Besides her obvious misunderstanding of what unschooling is all about, there is a subtle assumption in the statement which I find very interesting.
What does it mean to “teach a child to read”? I think most people imagine a teacher or parent sitting down and “explaining” reading to a child. We all remember the Hooked on Phonics craze, and products like LeapFrog perpetuate the idea that reading is something children need to be taught how to do.
But nobody thinks of learning to speak in the same way. You would not tell someone they need to send their infant to school in order to learn the spoken language. Children learn how to speak simply by being around other people who speak. Nobody has to “teach” them. So why is it that society assumes children have to be taught how to read and write, but we don’t believe infants need to be taught language in the same way?
Can you imagine someone suggesting you should send your 1 year old to a school to learn how to speak English? Your reaction might be something like “He doesn’t have to go to school to learn that. He’ll just learn it, all babies do. They just need to hear people speaking about anything, just daily life, and they will learn.”
And yet when it comes to reading and writing we don’t believe the above. Well, I do. I would give the same reply above to someone who said I needed to send my daughter to school to learn reading. In fact, I will go so far as to suggest that all children, barring a learning disability, can learn to read all on their own provided they are exposed to people reading books out loud. Has this experiment been done? It would be difficult given that most children are sent to school right around the age at which many of them will start learning to read on their own. We’d need to look at a random sampling of totally unschooled children, and we all know that study ain’t going to be funded any time soon! The statistics on this page are almost certainly gathered from school children, so saying that “20% – 30% of children learn to read relatively easily after exposure to formal education” does not prove that the formal education is what got them reading. I’d be very curious to know where they got their control group.
Another thing that bothers me is this idea of children being “behind” if they can’t read at a certain age. Most parents seem to equate reading with intelligence and a successful life (we could argue about their definition of successful, but that’s for another post). In fact, if you were to suggest to a group of school parents that it’s okay for an unschooled child to not be reading by age 8 they would likely think you a terribly neglectful parent who is putting your child’s future at risk. Just because early reading is correlated with various “successful outcomes” in life does not prove a causative relationship. I believe this misunderstanding of the difference between correlation and causation lies behind the near-hysterical obsession our society has with children’s learning in general, and with reading in particular.

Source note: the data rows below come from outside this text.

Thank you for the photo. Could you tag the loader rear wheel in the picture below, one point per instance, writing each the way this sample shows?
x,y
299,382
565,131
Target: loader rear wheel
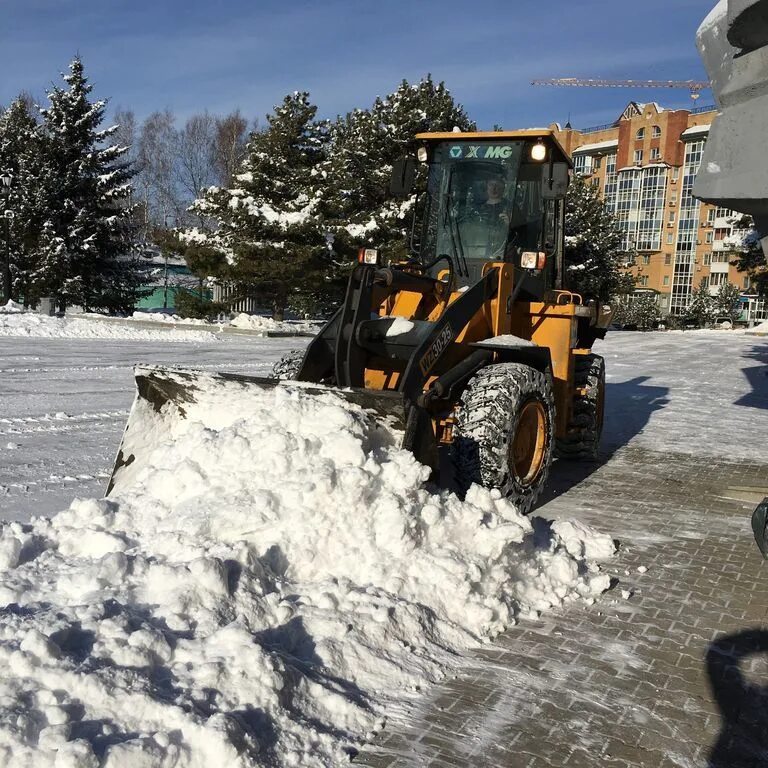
x,y
287,367
504,432
586,423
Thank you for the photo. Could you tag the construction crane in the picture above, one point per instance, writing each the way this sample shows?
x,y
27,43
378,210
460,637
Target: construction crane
x,y
693,86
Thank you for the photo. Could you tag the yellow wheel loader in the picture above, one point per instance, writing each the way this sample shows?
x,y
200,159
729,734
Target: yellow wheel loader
x,y
472,345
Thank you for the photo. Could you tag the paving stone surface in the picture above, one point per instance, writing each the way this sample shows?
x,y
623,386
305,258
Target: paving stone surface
x,y
674,674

As a biostatistics geek I find this attitude to be nonsensical. Let’s assume that the distribution of ages where reading begins is Gaussian, or Normal (i.e. your standard bell-shaped curve). The peak of the curve is the Average Age, and the bell forms mirror images on either side of that average. Thus, a child who reads 2 years earlier than the average is at the same Standard Deviation from the Mean as a child who reads two years LATER than the average (standard deviations, represented by the greek letter sigma, are a measure of distance from the mean and, in normal distributions, are equal on either side of the mean). But in our society we treat the child on the left side of the distribution as a genius while the child on the right side of the distribution is “behind” and needs help. It just doesn’t make sense since both children represent the same deviation from average. I believe schools expect kids to be doing some reading by grade one, so let’s assume the average age to be 6. So a child who reads at age 3 (like I did, and like my daughter did) is three points away from average. Well, so is a child who doesn’t read until they are 9. We celebrate the 3 year old and send the 9 year old off to Sylvan or some other tutoring service.
I think we’ve become so used to the whole concept of School that most folks in society just don’t even question their assumptions anymore: kids need to be taught reading and writing because that is what happens at school. We’ve lost our faith in the innate ability of children to learn, and in their innate, instinctual drive to learn.
I have never asked her to write: she does it the same way she draws and colours, which is to say spontaneously and with interest. I didn’t bother to correct her with red pen marks. She knows how to spell “frog” but she made a mistake by writing and E instead of an R. And you can see her “J” is backwards. Our Learning Consultant said this is totally normal and I suspect there is an explanation for this based on neurological development. If I looked at reading as something I need to teach her, than I might be concerned about her mistakes. Instead I see her backwards “J” the same way I saw her brother when he was trying to walk: they’ll get there eventually.
Anyways, I realize that my daughter happens to be particularly skilled in this area and not all children learn to read and write at such an early age, but I don’t believe that it makes her any more normal than a child who doesn’t start reading until they are 7 or 8. And while it’s true that some kids will not find it fun nor interesting to write out words and rhymes, they will get to some point in the pursuit of their own interests where reading and writing are an asset, and at that point I’m convinced that most could learn with little difficulty (in fact, anecdotal stories lead me to believe they would learn in a couple of weeks what the early readers took a year or two to develop). If only we could be more patient with our children and let Nature take its course…what wonderful things would we, as a society, come to learn about them?